Die Leiche eines Urlaubers hat der Ahorner gefunden, ein Linzer Geschäftsmann, erschlagen und, wie sich später herausstellt, vorher auch vergiftet – mit der Bohne des „Wunderbaums“, der hier in jedem Garten steht. Ein Doppelmord gewissermaßen. Ein bisschen mag er selbst ermitteln, er hat ja sonst nichts zu tun, zumal die Spur in die eigene Familie zu seinen drei Cousinen führt, die den Fremden offenbar kannten.

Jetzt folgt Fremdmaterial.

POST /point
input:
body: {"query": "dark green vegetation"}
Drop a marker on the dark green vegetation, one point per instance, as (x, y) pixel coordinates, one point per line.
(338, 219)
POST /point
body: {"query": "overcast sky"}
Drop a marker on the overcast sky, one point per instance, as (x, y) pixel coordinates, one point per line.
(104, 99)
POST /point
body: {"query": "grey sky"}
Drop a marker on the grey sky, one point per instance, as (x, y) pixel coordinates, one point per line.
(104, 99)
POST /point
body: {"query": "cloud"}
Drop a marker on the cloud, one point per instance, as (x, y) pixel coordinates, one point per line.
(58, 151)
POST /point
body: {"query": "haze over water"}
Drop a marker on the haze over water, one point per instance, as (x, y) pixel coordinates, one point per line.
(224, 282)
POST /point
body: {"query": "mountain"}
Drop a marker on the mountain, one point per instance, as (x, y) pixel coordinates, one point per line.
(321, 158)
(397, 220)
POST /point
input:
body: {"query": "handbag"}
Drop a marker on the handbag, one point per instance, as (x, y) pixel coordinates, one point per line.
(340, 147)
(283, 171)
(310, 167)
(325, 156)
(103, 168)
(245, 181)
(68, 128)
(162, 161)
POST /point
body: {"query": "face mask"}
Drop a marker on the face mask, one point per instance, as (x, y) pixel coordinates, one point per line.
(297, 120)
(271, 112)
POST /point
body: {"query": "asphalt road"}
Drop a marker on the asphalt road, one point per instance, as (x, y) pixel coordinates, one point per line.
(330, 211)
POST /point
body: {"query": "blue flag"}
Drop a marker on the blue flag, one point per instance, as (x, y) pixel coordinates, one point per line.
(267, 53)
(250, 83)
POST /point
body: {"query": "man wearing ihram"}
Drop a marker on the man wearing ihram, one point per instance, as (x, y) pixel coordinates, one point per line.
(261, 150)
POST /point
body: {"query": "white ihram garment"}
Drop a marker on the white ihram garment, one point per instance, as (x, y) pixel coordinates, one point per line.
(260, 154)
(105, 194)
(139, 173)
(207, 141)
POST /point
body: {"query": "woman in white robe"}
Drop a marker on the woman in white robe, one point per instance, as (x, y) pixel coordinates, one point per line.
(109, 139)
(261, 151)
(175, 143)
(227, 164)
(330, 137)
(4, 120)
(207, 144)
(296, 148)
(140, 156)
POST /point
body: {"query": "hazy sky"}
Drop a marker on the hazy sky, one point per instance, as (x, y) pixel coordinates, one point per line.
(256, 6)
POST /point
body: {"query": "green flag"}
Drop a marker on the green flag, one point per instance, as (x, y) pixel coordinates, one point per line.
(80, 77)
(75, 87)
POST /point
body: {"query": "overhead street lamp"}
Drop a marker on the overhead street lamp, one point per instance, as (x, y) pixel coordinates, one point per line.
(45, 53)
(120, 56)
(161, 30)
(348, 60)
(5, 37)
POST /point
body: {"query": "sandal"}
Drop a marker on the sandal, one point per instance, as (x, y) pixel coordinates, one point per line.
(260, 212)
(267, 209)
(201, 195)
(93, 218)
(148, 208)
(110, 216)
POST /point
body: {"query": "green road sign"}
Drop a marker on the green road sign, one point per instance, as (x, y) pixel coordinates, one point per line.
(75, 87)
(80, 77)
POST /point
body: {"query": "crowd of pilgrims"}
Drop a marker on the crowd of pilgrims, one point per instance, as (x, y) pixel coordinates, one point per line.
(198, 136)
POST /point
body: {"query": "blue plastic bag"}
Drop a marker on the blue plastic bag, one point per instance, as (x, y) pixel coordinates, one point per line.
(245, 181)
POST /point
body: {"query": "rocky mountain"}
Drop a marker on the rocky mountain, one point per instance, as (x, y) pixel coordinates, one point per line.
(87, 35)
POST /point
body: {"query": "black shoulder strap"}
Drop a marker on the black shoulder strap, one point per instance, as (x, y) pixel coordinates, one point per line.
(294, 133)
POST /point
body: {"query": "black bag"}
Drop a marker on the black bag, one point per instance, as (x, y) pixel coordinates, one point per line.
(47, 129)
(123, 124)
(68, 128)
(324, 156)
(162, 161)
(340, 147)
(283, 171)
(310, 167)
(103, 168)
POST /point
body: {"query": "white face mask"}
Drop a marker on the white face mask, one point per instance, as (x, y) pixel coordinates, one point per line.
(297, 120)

Maria Hofstätter bietet Hader Paroli

Aber den eigentlichen Job übernimmt Frau Majorin Grete Öller (Maria Hof­stätter) aus Linz mit ihrer Assistentin (Miriam Fussenegger), die man in ihrem jugendlichen Enthusiasmus noch ein Stückerl herunterbremsen muss. Maria Hofstätter bietet Hader als qualmende, trinkfeste Ermittlerin wunderbar Paroli und mischt mit sanftem, aber bestimmtem Ton die verstockte Dorfgemeinschaft auf. Einen Haufen rustikaler Figuren rund um den brummigen Wirt schickt Nikolaus Leytner ins Rennen und nebenbei Öllers Kater „Gandhi“, dessen Name Ahorners Mutter die Bemerkung entlockt: „Dafür sieht er aber ganz gut aus.“

Keine Frage, fürs Österreichische samt seiner Eigenwilligkeiten und vor allem seiner Tonart muss man schon eine gewisse Sympathie hegen, sonst wird das hier nichts mit der Gegenliebe. Untertitel helfen bei diesem Sprachkurs.

Fazit: Entspannter Ösi-Krimi mit großartigen Hauptdarstellern und abgründigen Zutaten. Ein Vergnügen vor allem für Kenner.